Cidade da Praia, 26 Jan (Inforpress) – O Liceu Domingos Ramos foi hoje palco de uma exposição dedicada às baleias e aos golfinhos em Cabo Verde com objectivo aumentar a consciencialização e o conhecimento da população sobre estes mamíferos marinhos.
Segundo a bióloga marinha da Associação ECO-CV Edita Magalevichute, que falava à Inforpress, esta exposição além de consciencializar apresenta ao mesmo tempo alguns dos resultados da expedição científica de monitorização realizada no verão de 2025, em parceria com a Direção Nacional do Ambiente.
Os dados recolhidos, continuou, demonstram que a concentração e a distribuição dos cetáceos nas águas cabo-verdianas ainda não são bem conhecidas.
À exceção da baleia-de-bossa, sobre a qual existe maior volume de informação, os habitats mais importantes das restantes espécies continuam por identificar.
Ainda segundo a mesma fonte, durante a expedição científica, foram, no entanto, identificadas duas zonas consideradas de grande relevância para os cetáceos, sendo uma localizada a sul da ilha de São Nicolau e outra a sul da ilha do Fogo.
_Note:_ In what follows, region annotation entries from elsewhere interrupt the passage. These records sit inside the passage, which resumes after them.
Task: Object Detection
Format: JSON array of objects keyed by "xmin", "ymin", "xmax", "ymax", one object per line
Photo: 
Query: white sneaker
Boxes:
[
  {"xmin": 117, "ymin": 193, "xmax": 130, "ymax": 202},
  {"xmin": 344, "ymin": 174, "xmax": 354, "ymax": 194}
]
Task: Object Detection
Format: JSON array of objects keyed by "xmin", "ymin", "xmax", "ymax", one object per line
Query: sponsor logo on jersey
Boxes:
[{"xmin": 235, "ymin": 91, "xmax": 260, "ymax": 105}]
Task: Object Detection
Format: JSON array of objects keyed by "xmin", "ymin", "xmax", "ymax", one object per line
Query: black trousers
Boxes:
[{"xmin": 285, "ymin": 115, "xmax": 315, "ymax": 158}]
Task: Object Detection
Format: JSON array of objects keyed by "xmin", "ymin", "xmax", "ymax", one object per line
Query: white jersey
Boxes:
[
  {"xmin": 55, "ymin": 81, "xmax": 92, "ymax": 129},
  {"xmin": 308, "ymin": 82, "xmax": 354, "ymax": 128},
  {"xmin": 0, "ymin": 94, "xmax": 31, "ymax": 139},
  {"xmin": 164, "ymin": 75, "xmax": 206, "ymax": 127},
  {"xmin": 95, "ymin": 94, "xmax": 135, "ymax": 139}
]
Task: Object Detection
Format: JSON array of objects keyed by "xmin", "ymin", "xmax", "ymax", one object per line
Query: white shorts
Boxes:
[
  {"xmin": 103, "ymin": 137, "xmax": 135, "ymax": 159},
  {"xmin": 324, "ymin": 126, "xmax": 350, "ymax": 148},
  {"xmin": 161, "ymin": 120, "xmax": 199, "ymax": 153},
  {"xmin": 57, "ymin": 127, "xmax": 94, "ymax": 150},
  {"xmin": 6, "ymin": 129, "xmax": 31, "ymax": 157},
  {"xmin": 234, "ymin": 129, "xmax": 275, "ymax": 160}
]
Edita Magalevichute considerou que a monitorização de baleias e golfinhos é fundamental por estar diretamente relacionada com a proteção, conservação e gestão das atividades humanas que afetam estas espécies.
“Sem dados concretos sobre a sua localização, abundância e ameaças, torna-se impossível implementar medidas eficazes de gestão e conservação”, disse a responsável.
A bióloga destacou que nos últimos três a quatro séculos, as actividades humanas no mar aumentaram significativamente e, em Cabo Verde, esse crescimento tem tido impacto em áreas como a pesca, o turismo mal regulamentado, o tráfego marítimo e a poluição marinha e costeira.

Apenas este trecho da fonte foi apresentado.